GI, Anti-Psychotic Drugs Cause Big Increase in Sudden Cardiac Deaths

May be responsible for up to 15,000 deaths a year in USA and Europe

May 11, 2005 - Gastrointestinal and anti-psychotic drugs that interfere with the electrical activity controlling the heartbeat are associated with a three-fold risk of sudden cardiac death, according to Dutch research published today in the European Heart Journal. They estimate up to 15,000 may be dying annually in Europe and the USA from these drugs.

In a study of 775 cases of sudden cardiac deaths and over 6,000 matched controls in the Netherlands the researchers found that the use of certain anti-psychotic and gastro-intestinal drugs listed on the website of the International Registry for Drug-induced Arrhythmias was probably responsible for 320 sudden cardiac deaths a year in the Netherlands and, by extrapolation, a total of around 15,000 in Europe and the USA.
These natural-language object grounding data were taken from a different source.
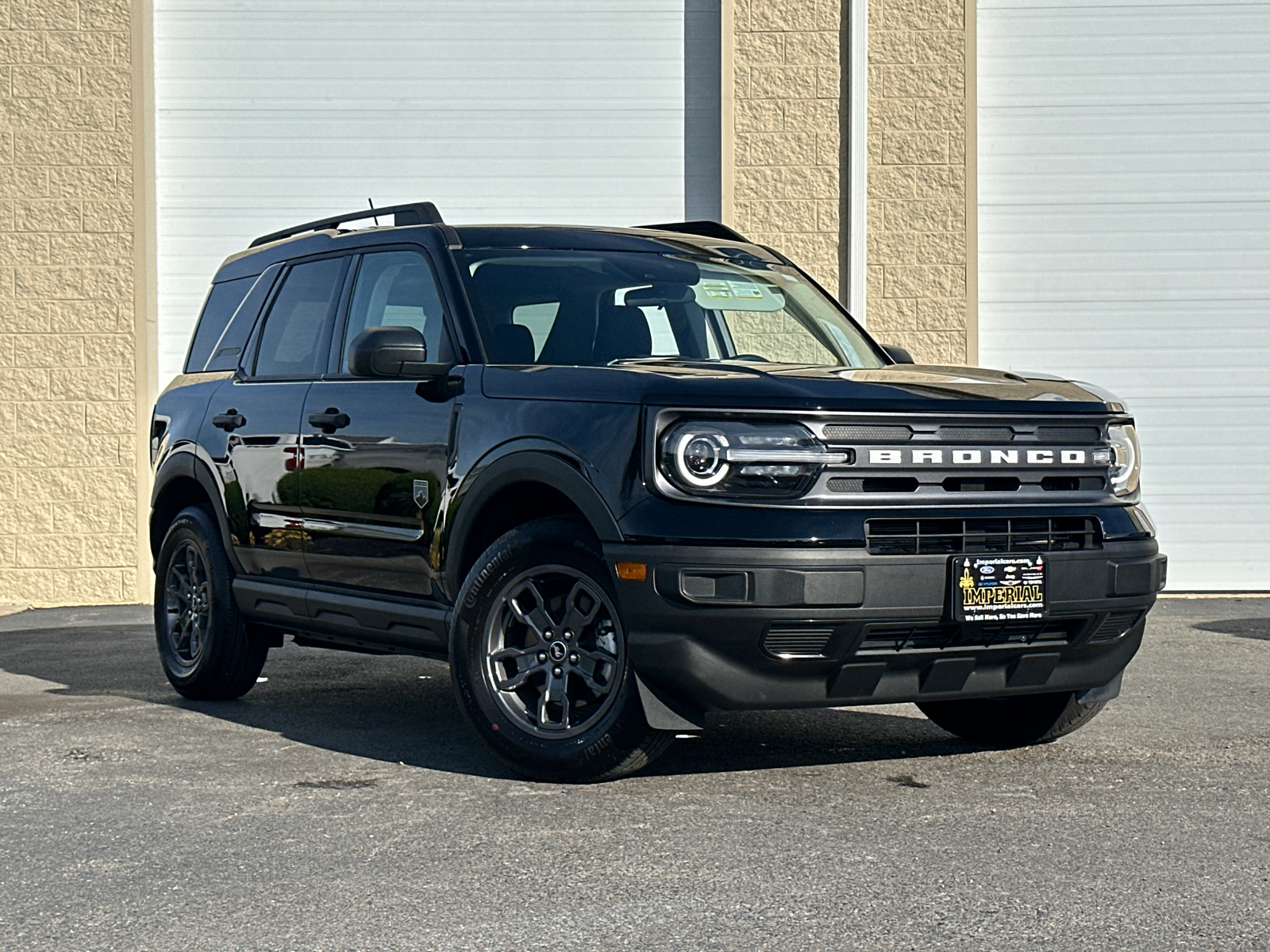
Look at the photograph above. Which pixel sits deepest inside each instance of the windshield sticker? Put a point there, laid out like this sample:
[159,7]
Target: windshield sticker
[718,289]
[730,295]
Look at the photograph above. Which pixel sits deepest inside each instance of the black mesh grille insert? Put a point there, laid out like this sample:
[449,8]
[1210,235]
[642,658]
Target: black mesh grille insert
[851,433]
[977,435]
[1115,625]
[940,638]
[797,640]
[1068,435]
[874,484]
[949,536]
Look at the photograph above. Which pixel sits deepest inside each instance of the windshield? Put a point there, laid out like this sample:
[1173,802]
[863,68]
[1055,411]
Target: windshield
[609,308]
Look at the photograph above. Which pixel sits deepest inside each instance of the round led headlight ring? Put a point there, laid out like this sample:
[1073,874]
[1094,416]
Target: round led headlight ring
[702,457]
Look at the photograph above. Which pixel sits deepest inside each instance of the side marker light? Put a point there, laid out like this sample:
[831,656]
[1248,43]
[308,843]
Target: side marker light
[632,571]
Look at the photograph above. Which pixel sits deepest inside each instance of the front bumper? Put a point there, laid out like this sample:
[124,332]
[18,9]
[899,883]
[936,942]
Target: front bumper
[784,628]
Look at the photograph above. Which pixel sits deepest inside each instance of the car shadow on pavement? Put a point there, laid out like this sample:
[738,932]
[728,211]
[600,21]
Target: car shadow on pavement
[402,710]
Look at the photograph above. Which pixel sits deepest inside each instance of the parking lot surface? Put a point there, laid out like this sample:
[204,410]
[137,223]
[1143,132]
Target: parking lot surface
[344,805]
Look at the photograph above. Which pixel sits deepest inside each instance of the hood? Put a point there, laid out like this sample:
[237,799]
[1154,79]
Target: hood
[797,386]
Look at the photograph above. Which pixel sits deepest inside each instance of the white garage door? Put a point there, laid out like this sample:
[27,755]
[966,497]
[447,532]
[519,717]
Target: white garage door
[276,112]
[1124,234]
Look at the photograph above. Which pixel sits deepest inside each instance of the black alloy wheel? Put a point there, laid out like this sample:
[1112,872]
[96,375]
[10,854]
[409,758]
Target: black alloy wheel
[187,605]
[203,643]
[552,649]
[537,654]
The drugs examined were cisapride and domperidone (GI drugs), chlorpromazine, haloperidol and pimozide (anti-psychotics) and erythromycin and clarithomycin (antibiotics). Cisapride has been unavailable to American consumers since August 2000, after maker Janssen Pharmaceuticals pulled it from drugstore shelves following reports linking use of the drug to dangerous cardiac arrhythmias, some fatal, according to HealthDay News..

They have all previously been implicated in cardiac arrhythmia, but the new study is believed to be the first to evaluate the link between them and sudden cardiac death.

These drugs prolong the QTc interval in the heart. The QTc interval is the duration (as measured by electrocardiogram) of the electrical activity controlling contraction of the cells of the heart muscle. It is the measure of how long it takes to repolarize the myocardial cells in the heart, a process that is necessary before the heart can contract. Drugs that prolong the QTc interval can interfere with repolarization and cause life-threatening arrhythmias.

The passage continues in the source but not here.